A writer who turned her childhood escape from the Nazis into a lifetime of sharp, unsentimental fiction about displacement and memory.
Lore Segal’s life began in Vienna, a childhood shattered by the Anschluss. At ten, she was sent to England on a Kindertransport, a experience she would mine for decades in her writing. Her prose, clear-eyed and devoid of easy sentiment, dissected the refugee’s perpetual state of being 'other.' She settled in New York, moving in literary circles and teaching, but her central subject remained the aftershocks of history on the individual soul. Her novel 'Other People’s Houses' fictionalized her refugee journey, while later works like 'Shakespeare’s Kitchen' explored the bittersweet terrain of aging and intellectual community. Segal wrote with a wit that could slice, and a humanity that embraced life’s absurdities. Her work stands as a testament to the art of survival, proving that a story told with precision can carry more emotional weight than one drenched in nostalgia.
1928–1945
Born between the Depression and the end of WWII. Too young to fight, old enough to remember.

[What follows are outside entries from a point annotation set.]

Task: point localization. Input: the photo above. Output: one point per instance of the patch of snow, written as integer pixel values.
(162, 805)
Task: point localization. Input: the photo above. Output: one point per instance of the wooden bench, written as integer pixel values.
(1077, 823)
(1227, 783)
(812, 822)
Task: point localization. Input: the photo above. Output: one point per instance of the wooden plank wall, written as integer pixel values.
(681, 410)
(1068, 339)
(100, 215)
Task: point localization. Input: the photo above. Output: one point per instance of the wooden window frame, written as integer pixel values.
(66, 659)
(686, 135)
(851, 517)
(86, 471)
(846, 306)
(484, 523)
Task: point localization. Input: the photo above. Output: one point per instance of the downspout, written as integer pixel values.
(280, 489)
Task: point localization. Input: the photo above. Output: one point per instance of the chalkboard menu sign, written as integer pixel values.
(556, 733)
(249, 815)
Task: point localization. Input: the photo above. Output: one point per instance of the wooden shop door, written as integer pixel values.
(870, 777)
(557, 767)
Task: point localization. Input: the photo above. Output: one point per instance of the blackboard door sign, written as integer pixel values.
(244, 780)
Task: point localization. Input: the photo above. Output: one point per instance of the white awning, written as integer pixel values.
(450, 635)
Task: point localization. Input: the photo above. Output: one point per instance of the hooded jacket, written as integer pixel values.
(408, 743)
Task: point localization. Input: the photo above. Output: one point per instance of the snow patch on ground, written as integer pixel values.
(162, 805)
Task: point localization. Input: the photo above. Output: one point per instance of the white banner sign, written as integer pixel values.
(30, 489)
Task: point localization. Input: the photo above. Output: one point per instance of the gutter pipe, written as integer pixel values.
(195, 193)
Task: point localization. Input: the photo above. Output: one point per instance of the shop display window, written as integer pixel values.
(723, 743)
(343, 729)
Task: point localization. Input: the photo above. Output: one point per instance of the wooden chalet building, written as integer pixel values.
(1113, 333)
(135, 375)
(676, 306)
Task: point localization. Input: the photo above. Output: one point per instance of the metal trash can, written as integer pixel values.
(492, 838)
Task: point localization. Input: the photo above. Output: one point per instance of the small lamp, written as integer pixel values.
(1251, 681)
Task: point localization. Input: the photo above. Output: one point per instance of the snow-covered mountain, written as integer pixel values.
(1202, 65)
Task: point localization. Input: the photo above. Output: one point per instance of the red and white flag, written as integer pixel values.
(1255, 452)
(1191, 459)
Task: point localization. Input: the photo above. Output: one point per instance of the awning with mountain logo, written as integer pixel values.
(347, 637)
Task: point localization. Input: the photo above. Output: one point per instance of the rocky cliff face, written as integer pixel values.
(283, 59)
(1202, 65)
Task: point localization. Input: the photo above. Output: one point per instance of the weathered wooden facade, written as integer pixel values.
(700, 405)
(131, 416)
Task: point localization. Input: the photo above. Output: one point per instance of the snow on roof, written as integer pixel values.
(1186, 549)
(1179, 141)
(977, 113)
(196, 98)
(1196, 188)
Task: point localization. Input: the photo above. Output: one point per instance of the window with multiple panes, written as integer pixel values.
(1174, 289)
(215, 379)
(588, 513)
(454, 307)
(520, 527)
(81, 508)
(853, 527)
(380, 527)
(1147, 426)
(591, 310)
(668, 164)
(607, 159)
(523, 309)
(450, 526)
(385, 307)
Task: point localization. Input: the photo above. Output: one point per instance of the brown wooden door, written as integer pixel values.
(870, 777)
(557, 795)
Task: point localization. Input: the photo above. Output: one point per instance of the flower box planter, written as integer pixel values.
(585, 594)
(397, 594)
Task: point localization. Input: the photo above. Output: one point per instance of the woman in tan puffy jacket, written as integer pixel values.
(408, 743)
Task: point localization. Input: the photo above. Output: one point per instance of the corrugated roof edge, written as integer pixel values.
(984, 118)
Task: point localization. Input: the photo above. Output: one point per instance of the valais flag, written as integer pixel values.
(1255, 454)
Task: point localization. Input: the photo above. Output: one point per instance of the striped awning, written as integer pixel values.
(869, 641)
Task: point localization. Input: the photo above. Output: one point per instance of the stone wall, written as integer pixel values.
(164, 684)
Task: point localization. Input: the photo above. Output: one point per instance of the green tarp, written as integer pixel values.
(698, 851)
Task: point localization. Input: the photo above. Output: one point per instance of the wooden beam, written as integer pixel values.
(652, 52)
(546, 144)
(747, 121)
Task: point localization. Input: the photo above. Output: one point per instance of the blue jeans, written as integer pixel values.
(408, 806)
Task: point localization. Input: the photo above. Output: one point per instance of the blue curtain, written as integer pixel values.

They became the conformist middle managers of the 1950s — and the civil rights leaders who quietly dismantled Jim Crow.
Lore was born in 1928, placing them squarely in The Silent Generation. The events that shaped this generation — world wars, depression, and rapid industrialization — shaped the world they entered and the choices available to them.
The biggest hits of 1928
#1 Movie
The Singing Fool
Best Picture
Wings
The world at every milestone
Alexander Fleming discovers penicillin; Mickey Mouse debuts
FDR's New Deal launches; Prohibition ends
Pearl Harbor attack brings the US into WWII
D-Day: Allied forces land at Normandy
United Nations holds its first General Assembly
NATO founded; Mao proclaims the People's Republic of China
NASA founded
Martin Luther King Jr. and Robert Kennedy assassinated
First test-tube baby born
Pan Am Flight 103 bombed over Lockerbie
Google founded; Clinton impeachment
Barack Obama elected first Black US president; financial crisis
AI reshapes industries; Paris Olympics
Her first children's book, 'Tell Me a Mitzi,' was illustrated by the famed Harriet Pincus.
She was a close friend and colleague of writers like Cynthia Ozick and Ursula K. Le Guin.
She did not publish her first novel until she was in her late 30s.
“Memory is the only afterlife I know.”